This probably explains all the peripherals you’ve bought that don’t work with your HP 3000. But isn’t the HP 3000 the most open system in the universe? A disk drive is a disk drive, right? The vendor told me the printer would work (and it costs much less than that HP printer). We do love our work, don’t we? And we do get excited by all the possibilities of the technology.
But sometimes — most times? — when the opportunity looks too good to be true, it is. And what a hassle it is when we’re stuck with a device, bought and paid for, that we must get to work with our system. Now. Because we’re out of space. Because the CFO doesn’t like spending $25K for a big paperweight.
Another aspect of this issue arises with replacement parts. No names please, but I have seen systems with non-certified disk drives. Sure they work — until there’s a power failure. The customer didn’t know they had this exposure because their maintenance company didn’t think it was worth mentioning. Do your homework, and watch out for little green men with maintenance kits.
And last, but not least, is taking “expert” information at face value. My first experience on the HP rack (running a Series 70) was with an HP SE who told me how to shortcut an OS update. Sounded good, I could use the extra time because I was updating on a Wednesday night (see No. 3). Before I knew it, I was staring at this message on the console: “Volume table destroyed, must reload.”
After that, I dropped SE support, figuring I was quite capable of destroying my system without high priced assistance. If you don’t feel confident about what you’ve been told, post to the 3000-L and see what your peers have to say.
6. The odd couple
For every system management Oscar Madison, leaving old files around to clog up and slow down his system or creating his own collection of foo, temp, K or Q files, there is a Felix Unger counterpart out there, obsessively tidying up. Both personality types have been known to shoot themselves in the foot.
The slobs make their lives miserable by never archiving files, which eventually bites them when they run out of space and the backup takes ever-longer. They also suffer from having multiple versions of all kinds of things on disk, running the risk of executing the wrong version or accessing the wrong file.

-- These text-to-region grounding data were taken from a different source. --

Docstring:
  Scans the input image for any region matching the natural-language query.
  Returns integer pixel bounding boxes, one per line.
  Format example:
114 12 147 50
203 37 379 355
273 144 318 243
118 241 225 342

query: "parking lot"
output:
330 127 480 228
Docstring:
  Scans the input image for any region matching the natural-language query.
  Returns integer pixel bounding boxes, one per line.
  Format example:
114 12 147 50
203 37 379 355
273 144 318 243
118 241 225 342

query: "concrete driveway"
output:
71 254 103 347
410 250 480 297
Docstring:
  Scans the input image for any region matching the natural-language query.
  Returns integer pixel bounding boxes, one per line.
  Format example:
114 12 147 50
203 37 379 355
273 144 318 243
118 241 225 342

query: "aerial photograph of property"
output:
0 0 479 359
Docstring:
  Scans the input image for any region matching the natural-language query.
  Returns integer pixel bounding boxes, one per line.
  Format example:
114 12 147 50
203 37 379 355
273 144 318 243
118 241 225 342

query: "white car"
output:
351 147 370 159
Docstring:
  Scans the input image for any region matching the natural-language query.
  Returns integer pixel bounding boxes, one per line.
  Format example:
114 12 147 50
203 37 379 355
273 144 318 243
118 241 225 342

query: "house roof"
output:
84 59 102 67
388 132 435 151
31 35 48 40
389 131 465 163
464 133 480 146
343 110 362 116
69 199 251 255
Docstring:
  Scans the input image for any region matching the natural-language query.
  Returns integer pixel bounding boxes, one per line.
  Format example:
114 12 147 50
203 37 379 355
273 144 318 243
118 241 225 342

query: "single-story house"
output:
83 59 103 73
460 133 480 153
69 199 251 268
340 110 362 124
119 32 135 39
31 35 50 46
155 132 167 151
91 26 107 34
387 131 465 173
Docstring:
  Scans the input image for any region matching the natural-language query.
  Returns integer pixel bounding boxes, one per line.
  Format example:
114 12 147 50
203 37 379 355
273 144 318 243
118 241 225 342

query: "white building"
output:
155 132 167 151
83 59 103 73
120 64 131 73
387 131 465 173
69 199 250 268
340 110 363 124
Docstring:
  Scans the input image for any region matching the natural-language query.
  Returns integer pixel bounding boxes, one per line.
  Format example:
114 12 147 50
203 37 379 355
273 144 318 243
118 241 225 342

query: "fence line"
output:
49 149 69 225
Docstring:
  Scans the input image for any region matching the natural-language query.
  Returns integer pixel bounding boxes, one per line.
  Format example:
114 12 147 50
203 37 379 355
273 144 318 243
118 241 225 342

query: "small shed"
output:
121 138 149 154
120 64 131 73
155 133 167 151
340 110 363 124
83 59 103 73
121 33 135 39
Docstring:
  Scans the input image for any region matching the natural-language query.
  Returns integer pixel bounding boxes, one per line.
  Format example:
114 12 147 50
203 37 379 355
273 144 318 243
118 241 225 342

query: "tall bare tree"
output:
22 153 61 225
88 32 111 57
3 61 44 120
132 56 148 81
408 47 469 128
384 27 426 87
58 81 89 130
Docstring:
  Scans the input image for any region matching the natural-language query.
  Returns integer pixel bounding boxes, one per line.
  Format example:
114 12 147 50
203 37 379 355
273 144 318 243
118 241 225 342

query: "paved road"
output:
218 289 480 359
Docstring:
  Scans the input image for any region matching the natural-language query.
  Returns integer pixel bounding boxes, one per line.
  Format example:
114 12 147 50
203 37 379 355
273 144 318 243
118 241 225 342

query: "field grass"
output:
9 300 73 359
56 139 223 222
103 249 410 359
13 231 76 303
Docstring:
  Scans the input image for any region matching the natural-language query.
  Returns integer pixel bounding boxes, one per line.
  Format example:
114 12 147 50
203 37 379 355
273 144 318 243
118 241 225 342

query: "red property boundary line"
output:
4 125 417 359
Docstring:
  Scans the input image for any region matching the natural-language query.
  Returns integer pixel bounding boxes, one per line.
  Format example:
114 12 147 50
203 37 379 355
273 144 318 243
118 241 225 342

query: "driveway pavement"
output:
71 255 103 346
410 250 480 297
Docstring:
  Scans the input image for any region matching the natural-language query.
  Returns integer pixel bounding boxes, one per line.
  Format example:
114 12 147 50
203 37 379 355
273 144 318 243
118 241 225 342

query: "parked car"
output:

And of course there are performance and security penalties for a messy system.
But the fastidious system manager also has issues. For one thing, being too diligent about cleaning up can result in missing files. Here is a case where automation can be a negative. Jobs that run every so often, archiving files that haven’t been accessed for a certain amount of time, can wind up archiving a file just before you need it.
Or, in my case, I once archived a file in the VESOFT account that hadn’t been accessed in years, only to discover it was some kind of special file that had to be there, even though it was never accessed (go figure).
Yes, it’s still good to be conscientious about keeping your system tidy. Just don’t overdo it.
You deserve a break today
If we can just step back and catch ourselves in dysfunctional behavior, we can start giving ourselves a break. We should not need to carry a pager, cell phone and laptop with us on vacation — for those brave enough to take a vacation, that is. We should not spend most of our time while out on the road on our phones, explaining how to recover our systems or where critical files are hidden. We should not expect to get raises when we spend so much of our professional time performing tasks that an entry-level employee can handle. By cleaning up our acts, we can stop reacting to self-inflicted busy work, which will free up time for more important tasks — like reading the NewsWire.